Afinal, que personagem é esse que está presente em quase todo o filme, mas não conseguimos materializá-la? Ela é um dos mais brilhantes exemplos do uso e exercício dramatúrgicos já vistos, ou seria sentido?! Esse é o jogo que um realizador como Hitchcock nos apresenta.Antes mesmo do conceito do “não-personagem” e suas derivações terem sido escalados na gramática da linguagem do cinema, ele já incursionava nesse terreno investigando as potencialidades da dramaturgia clássico-moderna.
Entendemos que os papéis de Maxim (Laurence Olivier) e Sra. de Winter (a personagem de Joan Fontaine não tem nome) são as bases que estão visíveis aos olhos do espectador menos atento. Eles estão ali, mas é sob a sombra da personagem título do filme que reside a sua potência narratológica. Essa mulher não aparece materializada em uma cena cena sequer.

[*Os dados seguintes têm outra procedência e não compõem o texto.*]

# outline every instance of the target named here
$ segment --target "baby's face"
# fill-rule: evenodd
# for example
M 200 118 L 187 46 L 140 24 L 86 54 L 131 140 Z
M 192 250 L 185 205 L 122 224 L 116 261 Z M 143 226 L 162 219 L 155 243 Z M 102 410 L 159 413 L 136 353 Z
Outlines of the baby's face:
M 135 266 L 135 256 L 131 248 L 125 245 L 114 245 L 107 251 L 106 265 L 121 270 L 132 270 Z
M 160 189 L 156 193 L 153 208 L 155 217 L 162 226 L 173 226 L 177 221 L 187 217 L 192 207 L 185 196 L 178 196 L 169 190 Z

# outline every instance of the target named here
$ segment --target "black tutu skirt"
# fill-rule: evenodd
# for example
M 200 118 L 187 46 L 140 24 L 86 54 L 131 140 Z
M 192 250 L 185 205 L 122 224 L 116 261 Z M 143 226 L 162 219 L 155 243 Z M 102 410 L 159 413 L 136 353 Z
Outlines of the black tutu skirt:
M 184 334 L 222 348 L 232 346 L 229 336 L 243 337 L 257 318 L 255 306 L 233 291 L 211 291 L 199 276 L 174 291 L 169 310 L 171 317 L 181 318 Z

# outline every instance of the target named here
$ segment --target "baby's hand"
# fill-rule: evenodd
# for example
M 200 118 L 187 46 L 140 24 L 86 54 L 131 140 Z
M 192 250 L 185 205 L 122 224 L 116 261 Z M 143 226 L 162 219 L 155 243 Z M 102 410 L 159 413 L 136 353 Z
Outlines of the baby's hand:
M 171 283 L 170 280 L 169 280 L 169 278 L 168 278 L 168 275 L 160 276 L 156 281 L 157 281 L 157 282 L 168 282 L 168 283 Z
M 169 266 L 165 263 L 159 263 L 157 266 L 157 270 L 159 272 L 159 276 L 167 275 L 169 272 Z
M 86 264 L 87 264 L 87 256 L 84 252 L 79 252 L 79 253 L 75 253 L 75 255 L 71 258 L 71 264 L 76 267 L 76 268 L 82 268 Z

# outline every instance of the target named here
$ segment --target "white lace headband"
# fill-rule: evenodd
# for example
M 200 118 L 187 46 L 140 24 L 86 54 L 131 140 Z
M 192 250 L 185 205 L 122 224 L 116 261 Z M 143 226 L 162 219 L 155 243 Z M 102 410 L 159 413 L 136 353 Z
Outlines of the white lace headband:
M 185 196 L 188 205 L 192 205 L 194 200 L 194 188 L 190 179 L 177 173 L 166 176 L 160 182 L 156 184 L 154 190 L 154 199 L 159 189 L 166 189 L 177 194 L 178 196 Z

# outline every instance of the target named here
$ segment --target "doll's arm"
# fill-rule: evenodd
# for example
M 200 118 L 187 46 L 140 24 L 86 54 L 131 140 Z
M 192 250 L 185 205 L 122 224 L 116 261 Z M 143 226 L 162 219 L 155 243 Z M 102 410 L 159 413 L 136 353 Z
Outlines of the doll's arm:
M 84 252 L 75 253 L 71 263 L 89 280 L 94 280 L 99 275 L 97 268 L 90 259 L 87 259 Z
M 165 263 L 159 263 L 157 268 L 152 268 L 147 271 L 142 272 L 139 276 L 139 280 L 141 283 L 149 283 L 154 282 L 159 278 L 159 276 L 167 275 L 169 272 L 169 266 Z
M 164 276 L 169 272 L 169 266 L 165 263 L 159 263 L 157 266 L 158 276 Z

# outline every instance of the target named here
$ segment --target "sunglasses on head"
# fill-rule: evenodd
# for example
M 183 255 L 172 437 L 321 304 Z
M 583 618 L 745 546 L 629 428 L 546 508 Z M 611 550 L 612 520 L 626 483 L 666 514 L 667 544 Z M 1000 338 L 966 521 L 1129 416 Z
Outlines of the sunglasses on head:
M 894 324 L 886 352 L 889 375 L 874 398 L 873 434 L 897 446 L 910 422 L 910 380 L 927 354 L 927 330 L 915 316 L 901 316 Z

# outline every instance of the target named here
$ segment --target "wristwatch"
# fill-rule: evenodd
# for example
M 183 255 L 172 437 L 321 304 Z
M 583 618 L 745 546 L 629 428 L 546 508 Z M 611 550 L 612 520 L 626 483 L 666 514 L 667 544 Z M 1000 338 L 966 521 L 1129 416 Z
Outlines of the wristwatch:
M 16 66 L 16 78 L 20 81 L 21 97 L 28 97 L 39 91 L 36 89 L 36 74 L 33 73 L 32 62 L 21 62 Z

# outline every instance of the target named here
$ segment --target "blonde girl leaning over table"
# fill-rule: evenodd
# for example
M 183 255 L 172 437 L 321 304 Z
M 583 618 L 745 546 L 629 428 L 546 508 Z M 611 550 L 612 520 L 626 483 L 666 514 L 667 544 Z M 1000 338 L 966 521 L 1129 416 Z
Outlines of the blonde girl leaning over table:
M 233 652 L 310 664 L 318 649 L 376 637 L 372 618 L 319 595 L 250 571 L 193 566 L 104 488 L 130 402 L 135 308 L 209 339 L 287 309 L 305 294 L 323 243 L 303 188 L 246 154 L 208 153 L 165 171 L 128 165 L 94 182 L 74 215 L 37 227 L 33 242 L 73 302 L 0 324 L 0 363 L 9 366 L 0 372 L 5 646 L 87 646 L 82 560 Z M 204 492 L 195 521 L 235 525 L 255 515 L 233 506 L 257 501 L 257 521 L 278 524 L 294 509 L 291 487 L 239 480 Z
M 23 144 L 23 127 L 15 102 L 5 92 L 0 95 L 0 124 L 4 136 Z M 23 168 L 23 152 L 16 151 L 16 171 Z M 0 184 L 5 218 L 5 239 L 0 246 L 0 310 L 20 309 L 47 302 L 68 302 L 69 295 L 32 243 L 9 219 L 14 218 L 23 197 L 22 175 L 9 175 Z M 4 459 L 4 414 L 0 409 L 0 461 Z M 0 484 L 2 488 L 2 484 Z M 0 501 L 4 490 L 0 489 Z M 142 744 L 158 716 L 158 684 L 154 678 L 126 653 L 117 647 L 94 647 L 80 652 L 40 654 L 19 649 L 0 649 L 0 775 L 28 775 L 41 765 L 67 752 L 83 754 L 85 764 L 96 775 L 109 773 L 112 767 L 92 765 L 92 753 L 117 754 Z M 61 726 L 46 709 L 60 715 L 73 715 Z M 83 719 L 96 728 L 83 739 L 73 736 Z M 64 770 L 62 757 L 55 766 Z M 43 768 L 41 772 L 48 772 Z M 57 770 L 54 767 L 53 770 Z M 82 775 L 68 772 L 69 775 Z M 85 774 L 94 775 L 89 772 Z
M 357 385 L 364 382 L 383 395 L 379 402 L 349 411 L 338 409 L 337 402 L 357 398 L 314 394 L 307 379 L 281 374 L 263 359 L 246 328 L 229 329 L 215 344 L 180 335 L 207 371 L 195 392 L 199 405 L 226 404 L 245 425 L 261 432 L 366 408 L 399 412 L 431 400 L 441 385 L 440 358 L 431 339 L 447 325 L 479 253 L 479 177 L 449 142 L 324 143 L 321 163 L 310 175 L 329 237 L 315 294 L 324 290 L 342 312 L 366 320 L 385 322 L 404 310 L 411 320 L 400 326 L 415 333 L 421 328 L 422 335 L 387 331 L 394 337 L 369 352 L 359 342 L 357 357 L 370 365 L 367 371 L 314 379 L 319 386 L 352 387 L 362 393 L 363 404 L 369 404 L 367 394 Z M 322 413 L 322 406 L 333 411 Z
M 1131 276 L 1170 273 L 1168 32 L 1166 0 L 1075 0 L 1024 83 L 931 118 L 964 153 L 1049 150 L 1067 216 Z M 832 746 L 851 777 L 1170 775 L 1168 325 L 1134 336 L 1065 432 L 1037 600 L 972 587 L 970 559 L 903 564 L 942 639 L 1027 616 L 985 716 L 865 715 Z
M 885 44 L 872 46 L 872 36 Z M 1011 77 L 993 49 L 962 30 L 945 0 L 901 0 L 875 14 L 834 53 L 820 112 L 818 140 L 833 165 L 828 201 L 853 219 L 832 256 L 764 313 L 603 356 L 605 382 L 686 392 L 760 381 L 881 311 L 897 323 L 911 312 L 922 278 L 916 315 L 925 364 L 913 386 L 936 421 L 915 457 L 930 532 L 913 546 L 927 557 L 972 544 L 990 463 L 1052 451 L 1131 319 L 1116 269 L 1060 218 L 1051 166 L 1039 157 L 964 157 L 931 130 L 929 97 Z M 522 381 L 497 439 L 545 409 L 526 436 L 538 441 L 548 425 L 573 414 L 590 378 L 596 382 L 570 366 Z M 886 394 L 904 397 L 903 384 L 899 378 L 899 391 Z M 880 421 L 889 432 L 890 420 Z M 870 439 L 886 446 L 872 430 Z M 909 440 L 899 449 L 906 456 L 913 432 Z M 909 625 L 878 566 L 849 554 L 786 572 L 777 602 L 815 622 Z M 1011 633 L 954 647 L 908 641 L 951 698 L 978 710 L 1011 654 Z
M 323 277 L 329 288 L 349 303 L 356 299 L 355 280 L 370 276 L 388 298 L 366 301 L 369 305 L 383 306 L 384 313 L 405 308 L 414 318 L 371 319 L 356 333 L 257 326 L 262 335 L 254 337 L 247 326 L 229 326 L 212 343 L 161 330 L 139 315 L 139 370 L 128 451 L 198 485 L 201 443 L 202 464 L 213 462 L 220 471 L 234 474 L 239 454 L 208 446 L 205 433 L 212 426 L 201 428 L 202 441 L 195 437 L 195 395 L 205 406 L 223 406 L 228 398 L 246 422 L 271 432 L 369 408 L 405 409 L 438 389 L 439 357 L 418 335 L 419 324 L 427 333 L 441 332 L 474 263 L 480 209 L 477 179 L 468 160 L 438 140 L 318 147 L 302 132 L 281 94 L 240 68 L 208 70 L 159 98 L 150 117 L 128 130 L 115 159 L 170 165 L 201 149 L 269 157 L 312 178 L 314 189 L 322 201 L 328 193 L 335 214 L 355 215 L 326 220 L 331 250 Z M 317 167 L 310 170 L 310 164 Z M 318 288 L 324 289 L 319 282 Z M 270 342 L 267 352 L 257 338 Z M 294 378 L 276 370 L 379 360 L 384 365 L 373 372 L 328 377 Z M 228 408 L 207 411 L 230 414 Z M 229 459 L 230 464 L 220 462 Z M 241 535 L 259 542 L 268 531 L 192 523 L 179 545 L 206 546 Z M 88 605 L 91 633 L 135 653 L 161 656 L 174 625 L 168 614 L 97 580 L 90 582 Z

O máximo que temos dela é uma narração que conduz o prólogo da estória. E ainda assim ela opera o longa em todos os seus atos ao longo suas das duas horas e 10 minutos de duração.
A dificuldade no exercício da dramaturgia cinematográfica talvez não esteja ligada apenas à complexa missão do desenvolvimento das ações ligadas aos personagens. Mas também, e principalmente, ao ato de se ter de fazer menção a esse gesto a partir de algo ou alguém a quem não podemos ver, apenas sentir. Por isso, essa brilhante e enigmática personagem-título possa ser já tomada como uma grande metáfora dos desafios e possibilidades que a arte do filme enfrentaria a partir daquela prolífica década de 1940.